La lista dei codici Ateco è stata quasi raddoppiare: ai primi 53 si dovrebbe affiancare una quarantina di nuove categorie e che dovrebbero ricevere, stando alle prime bozze del testo, un contributo a fondo perduto raddoppiato, al 200%, rispetto a quanto già ricevuto in estate con il ristoro del decreto Rilancio. Anche i bar nelle zone rosse, al momento al 150%, dovrebbero ottenere ristori del 200%, mentre chi già riceve un ristoro doppio rimarrà in quella percentuale. Compaiono molte delle categorie che avevano lamentato l’esclusione: avranno contributi al 100% i bus turistici e anche i trasporti lagunari, i fotoreporter, chi fa corsi di danza, le lavanderie industriali, i negozi di bomboniere i traduttori e anche i produttori di fuochi d’artificio.

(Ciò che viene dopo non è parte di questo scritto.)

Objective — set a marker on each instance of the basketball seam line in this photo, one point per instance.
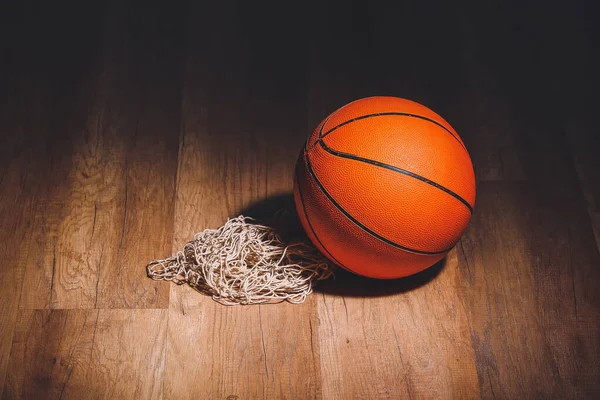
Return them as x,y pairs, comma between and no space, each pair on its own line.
359,224
395,169
322,135
311,227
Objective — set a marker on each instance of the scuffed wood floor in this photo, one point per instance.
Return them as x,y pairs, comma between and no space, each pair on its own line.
126,127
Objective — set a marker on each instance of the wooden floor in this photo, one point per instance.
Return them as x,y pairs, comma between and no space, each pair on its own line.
126,127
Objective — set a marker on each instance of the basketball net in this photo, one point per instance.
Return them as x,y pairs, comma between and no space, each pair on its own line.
244,262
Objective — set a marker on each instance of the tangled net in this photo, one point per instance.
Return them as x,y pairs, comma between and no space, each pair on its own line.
244,262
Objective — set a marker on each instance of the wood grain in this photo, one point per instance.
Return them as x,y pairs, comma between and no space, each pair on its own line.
263,349
529,267
88,354
122,126
126,127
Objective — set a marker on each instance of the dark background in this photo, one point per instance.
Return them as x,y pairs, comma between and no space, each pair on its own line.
127,126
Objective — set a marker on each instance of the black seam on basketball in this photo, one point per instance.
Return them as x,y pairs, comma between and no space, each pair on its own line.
360,225
396,169
308,219
320,131
322,135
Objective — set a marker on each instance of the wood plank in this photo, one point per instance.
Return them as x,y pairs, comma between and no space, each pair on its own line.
112,158
88,354
396,339
29,101
529,271
387,339
242,134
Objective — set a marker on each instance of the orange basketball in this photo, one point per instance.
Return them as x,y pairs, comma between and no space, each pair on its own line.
384,187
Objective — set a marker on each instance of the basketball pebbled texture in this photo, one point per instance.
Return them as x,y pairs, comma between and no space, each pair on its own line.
384,187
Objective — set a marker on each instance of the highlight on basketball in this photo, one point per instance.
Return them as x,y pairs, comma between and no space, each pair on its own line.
384,187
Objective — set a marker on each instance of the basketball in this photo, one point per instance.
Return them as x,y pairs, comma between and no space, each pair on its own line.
384,187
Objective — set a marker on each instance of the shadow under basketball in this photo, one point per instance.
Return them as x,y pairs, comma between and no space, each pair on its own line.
344,283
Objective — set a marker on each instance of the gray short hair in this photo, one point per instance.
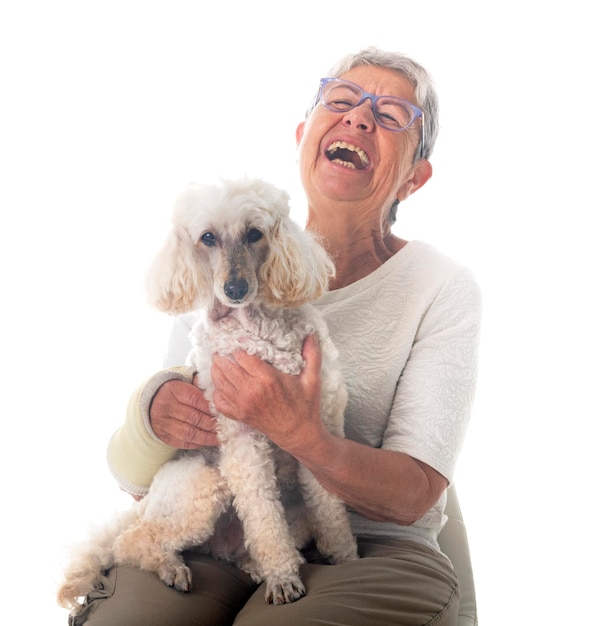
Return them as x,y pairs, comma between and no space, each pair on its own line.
418,76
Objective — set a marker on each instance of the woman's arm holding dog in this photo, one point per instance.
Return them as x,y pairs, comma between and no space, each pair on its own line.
380,484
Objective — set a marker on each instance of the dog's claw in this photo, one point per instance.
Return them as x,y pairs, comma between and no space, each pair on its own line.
177,576
284,592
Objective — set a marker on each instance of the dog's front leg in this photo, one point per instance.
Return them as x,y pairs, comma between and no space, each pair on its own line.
328,518
185,501
247,464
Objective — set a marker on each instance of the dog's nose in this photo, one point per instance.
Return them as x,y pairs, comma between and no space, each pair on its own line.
236,288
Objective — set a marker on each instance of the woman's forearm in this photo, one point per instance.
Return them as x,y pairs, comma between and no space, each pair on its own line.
382,485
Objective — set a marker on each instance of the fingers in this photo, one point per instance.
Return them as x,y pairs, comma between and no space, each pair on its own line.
180,416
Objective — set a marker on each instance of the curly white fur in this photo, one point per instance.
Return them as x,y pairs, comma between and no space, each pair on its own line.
234,252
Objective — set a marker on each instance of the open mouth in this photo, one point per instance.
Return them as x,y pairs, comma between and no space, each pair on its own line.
348,155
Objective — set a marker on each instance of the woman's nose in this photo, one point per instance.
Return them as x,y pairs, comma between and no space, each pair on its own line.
360,117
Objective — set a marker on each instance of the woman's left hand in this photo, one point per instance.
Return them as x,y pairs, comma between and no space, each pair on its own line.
285,408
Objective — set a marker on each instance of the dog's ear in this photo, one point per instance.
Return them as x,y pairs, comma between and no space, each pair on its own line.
177,280
297,269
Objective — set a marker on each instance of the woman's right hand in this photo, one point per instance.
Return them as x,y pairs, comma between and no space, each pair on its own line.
180,416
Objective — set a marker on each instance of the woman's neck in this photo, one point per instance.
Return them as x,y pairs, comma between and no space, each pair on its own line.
356,249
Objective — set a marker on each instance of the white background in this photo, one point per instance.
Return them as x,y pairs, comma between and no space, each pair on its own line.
108,109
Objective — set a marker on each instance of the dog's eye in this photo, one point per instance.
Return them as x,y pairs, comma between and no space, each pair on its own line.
254,235
208,239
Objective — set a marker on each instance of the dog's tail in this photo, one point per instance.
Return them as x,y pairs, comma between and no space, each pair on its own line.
90,562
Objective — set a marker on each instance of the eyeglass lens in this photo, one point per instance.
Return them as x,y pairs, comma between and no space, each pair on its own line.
390,112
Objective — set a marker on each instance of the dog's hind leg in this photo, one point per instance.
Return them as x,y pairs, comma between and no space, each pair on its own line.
247,464
186,499
328,518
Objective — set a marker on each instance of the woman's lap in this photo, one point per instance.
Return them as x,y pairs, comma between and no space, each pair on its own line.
401,583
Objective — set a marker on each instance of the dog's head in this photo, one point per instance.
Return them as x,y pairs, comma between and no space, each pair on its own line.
234,243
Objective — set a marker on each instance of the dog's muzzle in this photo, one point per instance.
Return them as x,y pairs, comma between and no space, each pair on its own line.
236,288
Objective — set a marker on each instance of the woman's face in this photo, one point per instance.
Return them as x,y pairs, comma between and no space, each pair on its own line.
376,166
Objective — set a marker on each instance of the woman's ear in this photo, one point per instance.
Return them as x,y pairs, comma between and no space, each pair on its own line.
419,174
299,132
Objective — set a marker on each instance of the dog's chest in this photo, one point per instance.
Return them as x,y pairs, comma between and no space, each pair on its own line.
275,336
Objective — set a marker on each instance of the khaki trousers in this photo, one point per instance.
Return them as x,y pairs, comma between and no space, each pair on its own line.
401,583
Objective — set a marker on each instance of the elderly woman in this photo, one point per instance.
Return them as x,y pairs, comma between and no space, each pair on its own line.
405,319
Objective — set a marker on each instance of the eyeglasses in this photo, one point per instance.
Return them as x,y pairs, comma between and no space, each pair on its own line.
390,112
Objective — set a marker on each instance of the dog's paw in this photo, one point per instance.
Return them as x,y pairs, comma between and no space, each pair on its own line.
176,575
284,591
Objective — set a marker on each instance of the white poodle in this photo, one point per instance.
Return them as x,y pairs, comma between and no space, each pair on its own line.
235,253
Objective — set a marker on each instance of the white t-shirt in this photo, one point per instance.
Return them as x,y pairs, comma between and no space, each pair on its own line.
407,336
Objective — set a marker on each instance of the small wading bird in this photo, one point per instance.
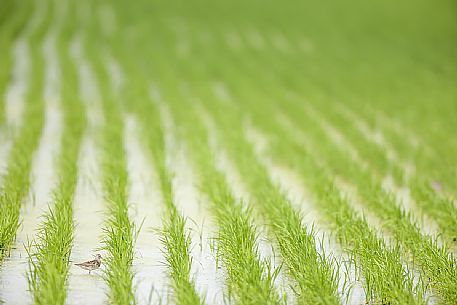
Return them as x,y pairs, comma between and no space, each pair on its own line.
91,265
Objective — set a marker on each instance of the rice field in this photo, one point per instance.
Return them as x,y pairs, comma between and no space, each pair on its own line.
228,152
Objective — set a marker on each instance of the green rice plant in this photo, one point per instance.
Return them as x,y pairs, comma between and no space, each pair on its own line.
428,199
296,243
250,280
13,18
119,231
174,235
436,264
385,278
16,180
50,251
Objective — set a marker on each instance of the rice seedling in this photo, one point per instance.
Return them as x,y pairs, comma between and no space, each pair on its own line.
11,26
250,280
385,279
174,234
16,178
296,243
119,231
380,74
422,248
424,193
50,250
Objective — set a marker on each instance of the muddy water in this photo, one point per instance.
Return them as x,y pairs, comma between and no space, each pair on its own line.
88,211
146,210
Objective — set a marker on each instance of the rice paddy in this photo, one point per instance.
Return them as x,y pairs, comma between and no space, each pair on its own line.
228,152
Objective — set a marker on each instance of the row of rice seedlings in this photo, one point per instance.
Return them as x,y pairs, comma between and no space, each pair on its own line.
13,19
16,180
174,235
437,265
386,280
423,155
424,191
52,247
250,280
50,251
119,230
314,273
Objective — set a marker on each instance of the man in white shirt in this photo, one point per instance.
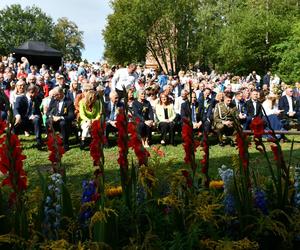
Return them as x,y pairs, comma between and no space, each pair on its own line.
125,77
290,106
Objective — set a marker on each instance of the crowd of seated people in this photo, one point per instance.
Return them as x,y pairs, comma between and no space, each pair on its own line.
78,94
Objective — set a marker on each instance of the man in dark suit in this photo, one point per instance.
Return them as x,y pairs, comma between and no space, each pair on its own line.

Al 200% arriveranno invece guide alpine, musei, biblioteche, monumenti e anche orti botanici e zoo. Incluse anche la ristorazione senza somministrazione, come rosticcerie e pizzerie al taglio, e gli internet point, che avranno un ristoro al 50% di quanto già avuto in estate. Arriva “il rinvio dei versamenti per chi ha gli Isa”. Gli acconti di novembre per le attività soggette agli indici di affidabilità fiscale e le partite Iva in regime forfettario sono già stati rinviati (per circa 2 miliardi) ad aprile con il decreto agosto: la misura però agevolava solo chi avesse registrato perdite di almeno il 33%. Ora per le attività delle zone rosse che saranno incluse nei nuovi elenchi degli Ateco si elimina il riferimento alle perdite.

E col Ristori bis arriva pure un “Fondo straordinario per il sostegno degli enti del Terzo settore” con una dotazione di 70 milioni di euro per il 2021. In arrivo 300 milioni per i trasporti. Dovrebbe essere di nuovo l’Agenzia delle Entrate a gestire i contributi a fondo perduto, e a far arrivare sui conti correnti degli interessati bonifici in automatico. Questo però per quanti avevano già chiesto il primo contributo a fondo perduto. Gli altri dovranno inoltrare domanda. L’impegno rimane quello di garantire ristori entro due settimane (o entro la metà di dicembre a chi ancora deve fare richiesta).

Intanto i primi contributi a fondo perduto sono stati già “erogati in tempi record” in automatico. A dare la notizia è il ministro dell’Economia, Roberto Gualtieri: “Sono passati soli nove giorni dall’emanazione del primo decreto Ristori e l’Agenzia delle Entrate ha già emesso i primi mandati di pagamento. Sono stati disposti i bonifici in favore di più di 211 mila imprese, per un totale di oltre 964 milioni di euro. Arriveranno già lunedì e martedì prossimi”.